Year Released: 2007
MPAA Rating: Unrated
Running Time: 80 minutes
Click to Expand Credits:
2007 SXSW 24 BEATS PER SECOND DOCUMENTARY FEATURE! Most fans of punk music know the story of the Gits, but for those of you who don’t, here’s a recap: formed at Antioch University in the late ‘80s, the Gits (named, Toad the Wet Sprocket-like, after a Monty Python sketch) moved west to seek their fortune, settling in Seattle and living the boho lifestyle in a run-down house, working minimum wage jobs while practicing and playing local gigs.

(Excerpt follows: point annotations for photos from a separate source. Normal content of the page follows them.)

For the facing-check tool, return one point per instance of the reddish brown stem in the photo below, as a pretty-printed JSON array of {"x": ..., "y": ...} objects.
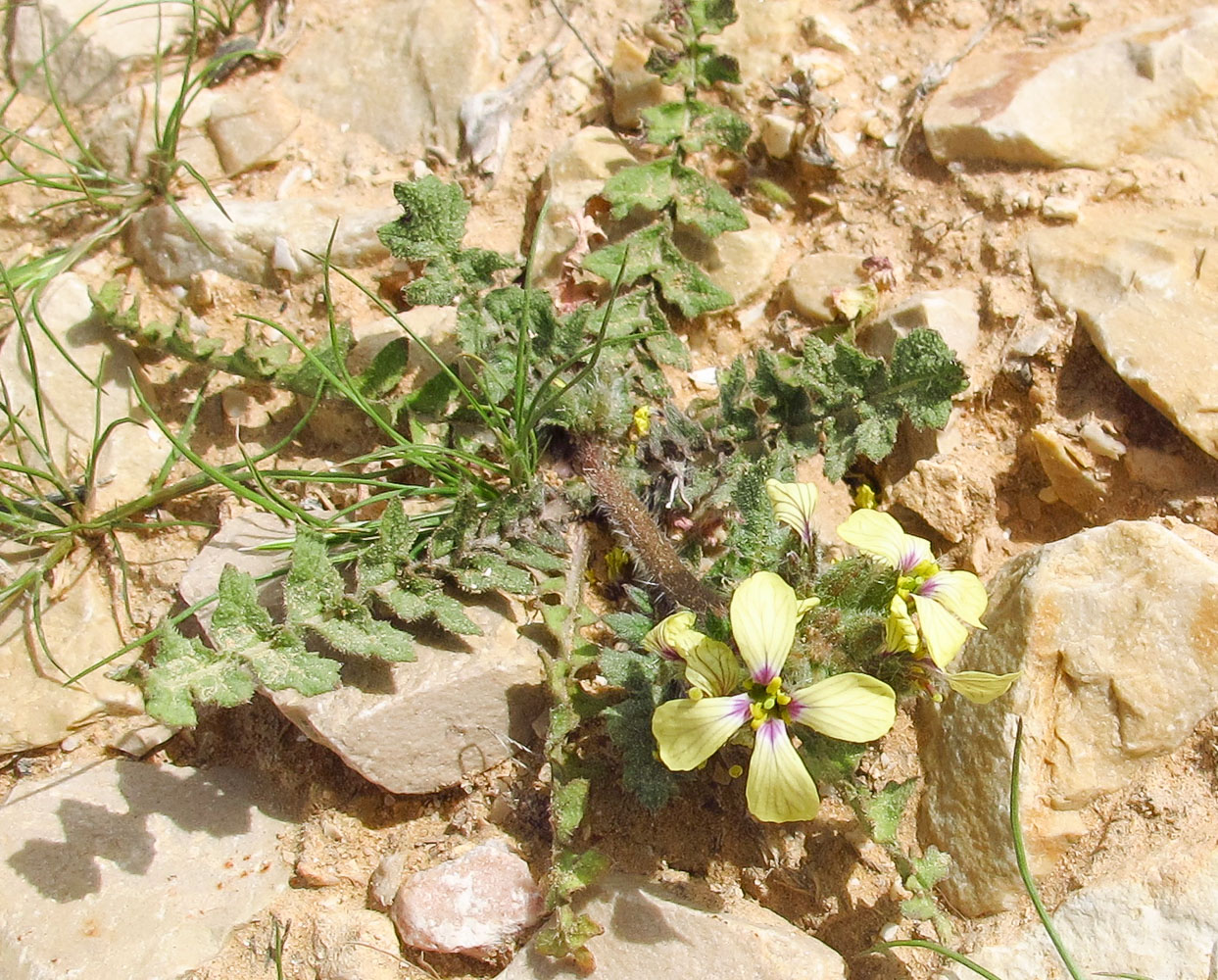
[{"x": 647, "y": 543}]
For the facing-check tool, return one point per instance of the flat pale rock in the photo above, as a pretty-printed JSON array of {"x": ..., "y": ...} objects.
[
  {"x": 79, "y": 628},
  {"x": 1146, "y": 291},
  {"x": 131, "y": 869},
  {"x": 576, "y": 171},
  {"x": 90, "y": 44},
  {"x": 242, "y": 244},
  {"x": 650, "y": 931},
  {"x": 475, "y": 905},
  {"x": 1159, "y": 921},
  {"x": 135, "y": 451},
  {"x": 249, "y": 129},
  {"x": 355, "y": 945},
  {"x": 1116, "y": 631},
  {"x": 426, "y": 725},
  {"x": 399, "y": 71},
  {"x": 1150, "y": 89},
  {"x": 813, "y": 279},
  {"x": 949, "y": 313},
  {"x": 416, "y": 727},
  {"x": 738, "y": 262}
]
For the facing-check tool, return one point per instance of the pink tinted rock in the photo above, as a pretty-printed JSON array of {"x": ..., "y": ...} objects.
[{"x": 475, "y": 904}]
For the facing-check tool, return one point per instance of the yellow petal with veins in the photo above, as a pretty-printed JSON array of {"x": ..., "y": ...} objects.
[
  {"x": 690, "y": 732},
  {"x": 942, "y": 632},
  {"x": 960, "y": 593},
  {"x": 793, "y": 506},
  {"x": 712, "y": 667},
  {"x": 981, "y": 688},
  {"x": 763, "y": 613},
  {"x": 671, "y": 634},
  {"x": 848, "y": 707},
  {"x": 778, "y": 789}
]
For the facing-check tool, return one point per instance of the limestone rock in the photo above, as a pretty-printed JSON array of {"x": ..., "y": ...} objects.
[
  {"x": 762, "y": 36},
  {"x": 131, "y": 869},
  {"x": 123, "y": 135},
  {"x": 79, "y": 628},
  {"x": 738, "y": 262},
  {"x": 86, "y": 64},
  {"x": 1150, "y": 89},
  {"x": 135, "y": 451},
  {"x": 249, "y": 129},
  {"x": 576, "y": 171},
  {"x": 1159, "y": 921},
  {"x": 777, "y": 135},
  {"x": 1068, "y": 466},
  {"x": 1122, "y": 274},
  {"x": 474, "y": 905},
  {"x": 947, "y": 493},
  {"x": 409, "y": 66},
  {"x": 650, "y": 931},
  {"x": 386, "y": 879},
  {"x": 416, "y": 727},
  {"x": 1116, "y": 631},
  {"x": 633, "y": 86},
  {"x": 950, "y": 313},
  {"x": 355, "y": 945},
  {"x": 244, "y": 244},
  {"x": 426, "y": 725},
  {"x": 812, "y": 280}
]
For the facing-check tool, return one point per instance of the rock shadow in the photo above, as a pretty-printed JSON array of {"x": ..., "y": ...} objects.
[{"x": 216, "y": 803}]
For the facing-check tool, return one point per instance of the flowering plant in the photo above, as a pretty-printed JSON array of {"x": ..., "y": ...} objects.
[{"x": 742, "y": 697}]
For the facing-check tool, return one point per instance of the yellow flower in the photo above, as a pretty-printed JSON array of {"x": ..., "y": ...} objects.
[
  {"x": 793, "y": 506},
  {"x": 946, "y": 602},
  {"x": 723, "y": 699},
  {"x": 979, "y": 687}
]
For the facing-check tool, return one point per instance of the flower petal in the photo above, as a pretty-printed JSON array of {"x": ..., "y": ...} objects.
[
  {"x": 712, "y": 667},
  {"x": 762, "y": 614},
  {"x": 880, "y": 534},
  {"x": 981, "y": 688},
  {"x": 793, "y": 506},
  {"x": 780, "y": 788},
  {"x": 848, "y": 707},
  {"x": 688, "y": 732},
  {"x": 901, "y": 632},
  {"x": 671, "y": 634},
  {"x": 942, "y": 632},
  {"x": 961, "y": 593}
]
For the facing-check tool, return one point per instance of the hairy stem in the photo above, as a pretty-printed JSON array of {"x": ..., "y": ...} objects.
[{"x": 648, "y": 544}]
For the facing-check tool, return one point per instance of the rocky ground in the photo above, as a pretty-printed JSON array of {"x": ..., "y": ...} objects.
[{"x": 1041, "y": 179}]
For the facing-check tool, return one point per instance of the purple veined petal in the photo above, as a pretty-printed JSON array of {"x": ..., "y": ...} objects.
[
  {"x": 848, "y": 707},
  {"x": 780, "y": 788},
  {"x": 763, "y": 614},
  {"x": 942, "y": 632},
  {"x": 960, "y": 593},
  {"x": 688, "y": 732},
  {"x": 915, "y": 552},
  {"x": 793, "y": 506},
  {"x": 671, "y": 636},
  {"x": 877, "y": 534}
]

Their growing popularity was due in large part to the lyrics and stage presence of singer Mia Zapata. A descendant of the Mexican revolutionary, Zapata’s songs were heartfelt, stirring, and brought a tincture of the blues to their punk sound. She was hugely popular on the scene and viewed with affection by virtually everyone who knew her.
In the summer of 1993, the Gits were planning a major tour and poised to enjoy the breakout success their fellow Washingtonians Nirvana and Pearl Jam were seeing. It was therefore a tremendous shock to the community and the punk scene as a whole when Zapata was raped and murdered walking home from a bar one night.

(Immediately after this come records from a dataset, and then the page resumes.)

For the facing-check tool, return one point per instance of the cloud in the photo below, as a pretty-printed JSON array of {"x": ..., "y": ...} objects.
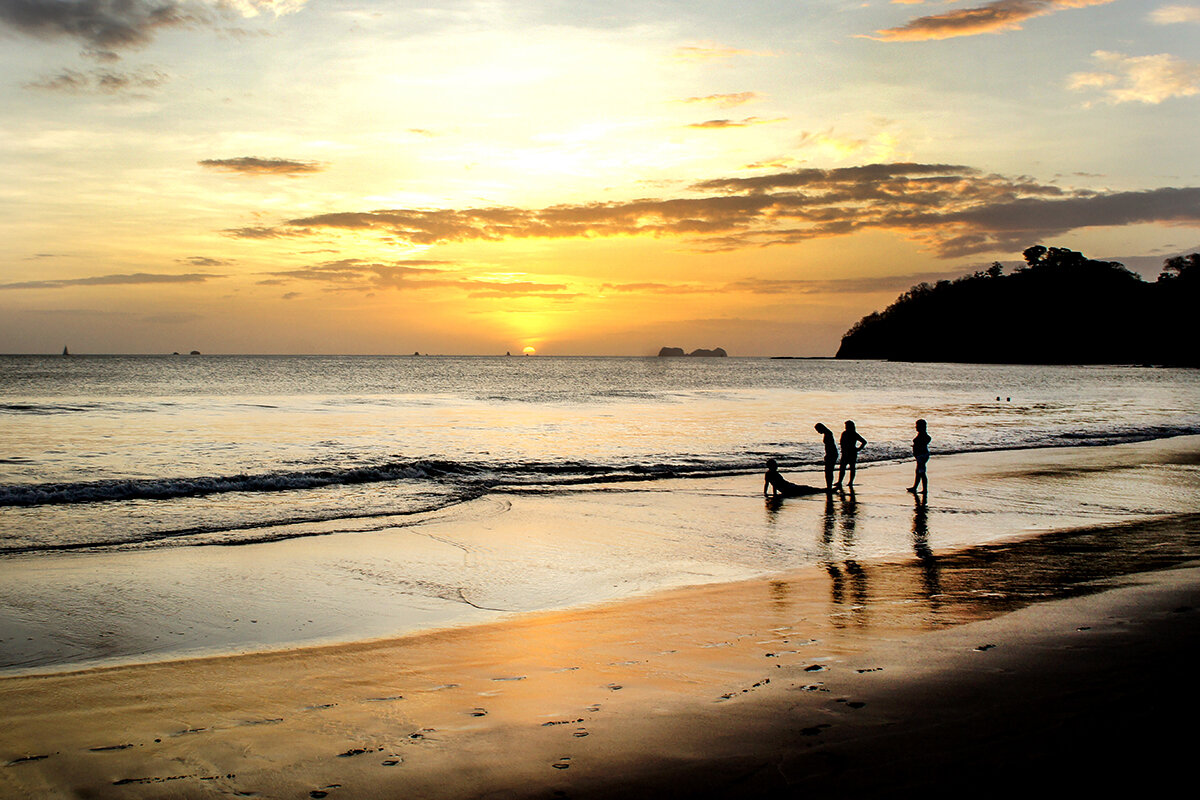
[
  {"x": 951, "y": 209},
  {"x": 1175, "y": 14},
  {"x": 107, "y": 26},
  {"x": 1147, "y": 79},
  {"x": 103, "y": 24},
  {"x": 256, "y": 166},
  {"x": 732, "y": 124},
  {"x": 112, "y": 280},
  {"x": 707, "y": 52},
  {"x": 990, "y": 18},
  {"x": 256, "y": 7},
  {"x": 107, "y": 82},
  {"x": 726, "y": 101}
]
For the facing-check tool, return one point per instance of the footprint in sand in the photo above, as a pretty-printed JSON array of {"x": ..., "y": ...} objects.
[{"x": 25, "y": 759}]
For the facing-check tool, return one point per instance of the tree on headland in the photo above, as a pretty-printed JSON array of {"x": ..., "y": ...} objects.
[{"x": 1059, "y": 307}]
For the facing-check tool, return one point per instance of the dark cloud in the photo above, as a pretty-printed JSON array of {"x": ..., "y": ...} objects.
[
  {"x": 353, "y": 275},
  {"x": 179, "y": 318},
  {"x": 989, "y": 18},
  {"x": 105, "y": 25},
  {"x": 731, "y": 124},
  {"x": 204, "y": 260},
  {"x": 111, "y": 280},
  {"x": 726, "y": 101},
  {"x": 658, "y": 288},
  {"x": 256, "y": 166},
  {"x": 839, "y": 286},
  {"x": 107, "y": 82},
  {"x": 952, "y": 209}
]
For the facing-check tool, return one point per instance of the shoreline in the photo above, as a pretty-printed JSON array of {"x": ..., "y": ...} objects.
[{"x": 503, "y": 555}]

The effects of her killing resounded beyond the Seattle scene, as fans and fellow musicians organized benefits and – unhappy with the Seattle police’s progress – hired a private investigator to find her killer. Years passed, leads grew cold, and the Gits went on to reform under another name with a different singer, but Zapata’s murder continued to cast a pall over the scene.

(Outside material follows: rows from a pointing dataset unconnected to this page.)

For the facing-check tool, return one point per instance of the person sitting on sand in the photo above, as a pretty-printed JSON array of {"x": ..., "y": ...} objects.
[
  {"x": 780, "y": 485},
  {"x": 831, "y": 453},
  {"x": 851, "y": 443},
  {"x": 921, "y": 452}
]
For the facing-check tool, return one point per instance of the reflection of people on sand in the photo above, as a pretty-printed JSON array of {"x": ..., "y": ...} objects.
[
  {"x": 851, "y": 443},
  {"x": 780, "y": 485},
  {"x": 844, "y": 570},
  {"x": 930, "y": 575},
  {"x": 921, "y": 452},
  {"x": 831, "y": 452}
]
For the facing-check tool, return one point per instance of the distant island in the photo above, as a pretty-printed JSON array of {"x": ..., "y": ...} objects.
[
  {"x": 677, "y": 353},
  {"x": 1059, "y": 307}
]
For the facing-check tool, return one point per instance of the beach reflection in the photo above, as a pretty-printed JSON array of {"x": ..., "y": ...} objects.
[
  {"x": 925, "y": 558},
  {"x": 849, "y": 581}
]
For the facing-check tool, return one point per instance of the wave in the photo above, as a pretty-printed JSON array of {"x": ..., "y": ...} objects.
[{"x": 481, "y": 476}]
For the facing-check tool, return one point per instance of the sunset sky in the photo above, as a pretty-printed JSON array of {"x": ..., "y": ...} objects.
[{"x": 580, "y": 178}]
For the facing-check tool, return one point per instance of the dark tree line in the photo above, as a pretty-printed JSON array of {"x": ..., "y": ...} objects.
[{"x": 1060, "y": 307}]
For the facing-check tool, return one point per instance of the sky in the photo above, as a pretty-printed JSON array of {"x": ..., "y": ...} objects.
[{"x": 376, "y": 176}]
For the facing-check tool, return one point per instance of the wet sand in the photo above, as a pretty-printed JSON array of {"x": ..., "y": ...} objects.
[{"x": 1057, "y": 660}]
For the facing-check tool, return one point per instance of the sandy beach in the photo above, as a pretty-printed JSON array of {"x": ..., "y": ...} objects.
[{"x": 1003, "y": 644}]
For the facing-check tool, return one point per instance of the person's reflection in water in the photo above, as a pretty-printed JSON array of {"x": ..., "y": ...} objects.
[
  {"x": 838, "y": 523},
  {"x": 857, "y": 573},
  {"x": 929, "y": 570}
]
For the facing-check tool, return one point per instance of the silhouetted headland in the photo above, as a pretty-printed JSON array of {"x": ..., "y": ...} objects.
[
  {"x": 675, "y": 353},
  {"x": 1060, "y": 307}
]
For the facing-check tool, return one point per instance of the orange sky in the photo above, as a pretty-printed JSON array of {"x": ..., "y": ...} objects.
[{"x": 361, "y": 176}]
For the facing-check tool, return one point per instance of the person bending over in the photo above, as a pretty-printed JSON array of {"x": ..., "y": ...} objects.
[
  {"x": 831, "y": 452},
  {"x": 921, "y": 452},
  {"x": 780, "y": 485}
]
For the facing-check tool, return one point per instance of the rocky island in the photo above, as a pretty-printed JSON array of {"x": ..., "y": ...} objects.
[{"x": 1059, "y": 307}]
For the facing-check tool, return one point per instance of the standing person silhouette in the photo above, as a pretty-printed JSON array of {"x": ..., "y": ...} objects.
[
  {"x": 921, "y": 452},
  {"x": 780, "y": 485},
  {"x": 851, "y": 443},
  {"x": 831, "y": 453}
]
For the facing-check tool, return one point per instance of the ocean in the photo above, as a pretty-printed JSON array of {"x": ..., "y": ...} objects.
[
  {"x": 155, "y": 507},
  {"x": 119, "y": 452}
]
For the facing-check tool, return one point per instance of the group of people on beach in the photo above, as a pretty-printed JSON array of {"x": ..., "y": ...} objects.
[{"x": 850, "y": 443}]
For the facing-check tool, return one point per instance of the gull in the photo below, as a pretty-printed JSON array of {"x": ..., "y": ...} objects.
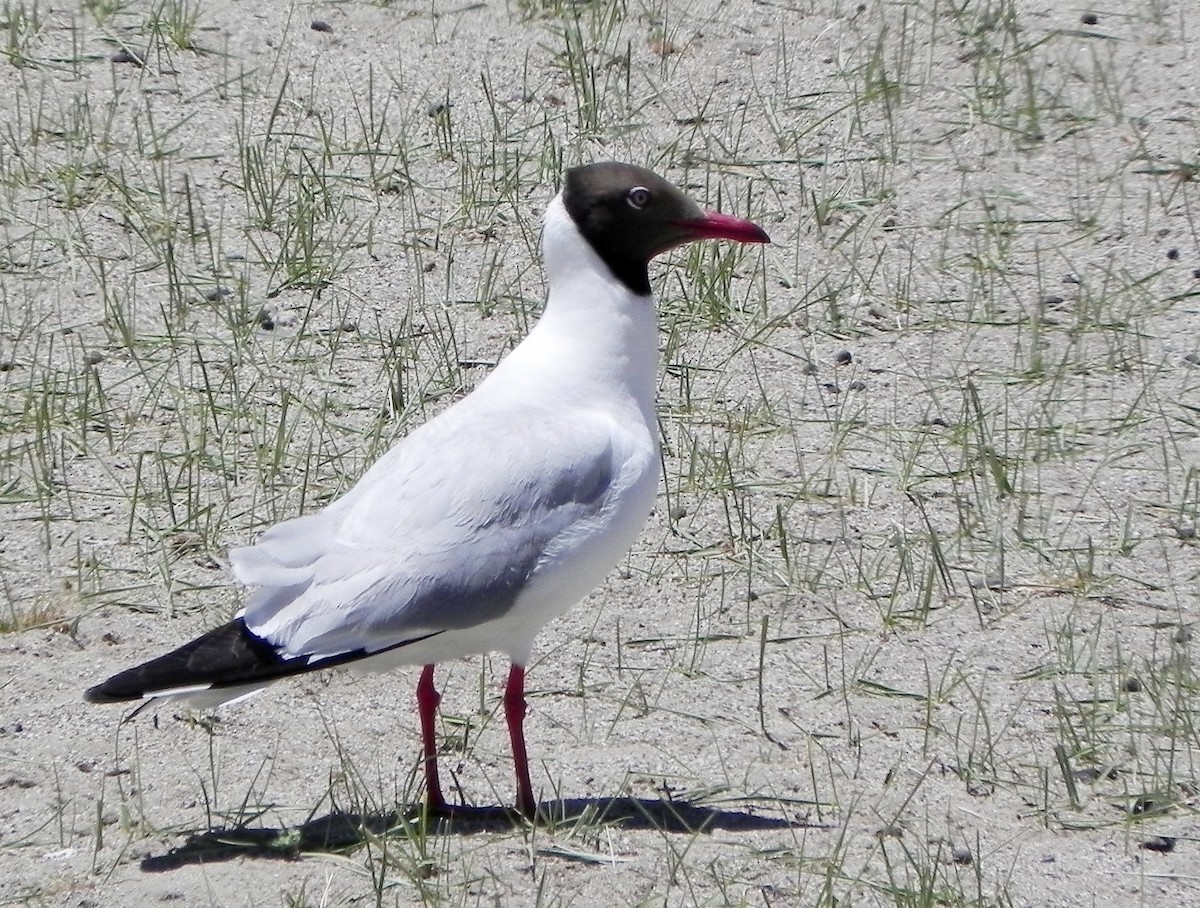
[{"x": 493, "y": 517}]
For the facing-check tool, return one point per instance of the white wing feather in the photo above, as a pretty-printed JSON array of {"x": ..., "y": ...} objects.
[{"x": 442, "y": 533}]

“The Gits” is a treasure trove for the many fans of the band’s music who never got the chance to see them live. Director Kerri O’Kane has assembled an impressive amount of concert footage to complement the interviews with the surviving Gits, other local bands (7 Year Bitch, D.C. Beggars), and her family members. Watching the movie, one understands why the unassuming Zapata was held in such high esteem. Unassuming and almost painfully shy, she was a touchstone for many involved in Seattle’s music scene. After hearing the music of the Gits again and seeing Zapata perform after all this time, one can’t help but feel sad for what could have been.
In 2003, a suspect was arrested in Zapata’s murder, and the doc ends not with a sense of closure or justice gained, but perhaps the possibility of finally being able to move on. “The Gits” is a stirring portrait of one of the great, largely unknown voices in music and how her loss is still felt to this day.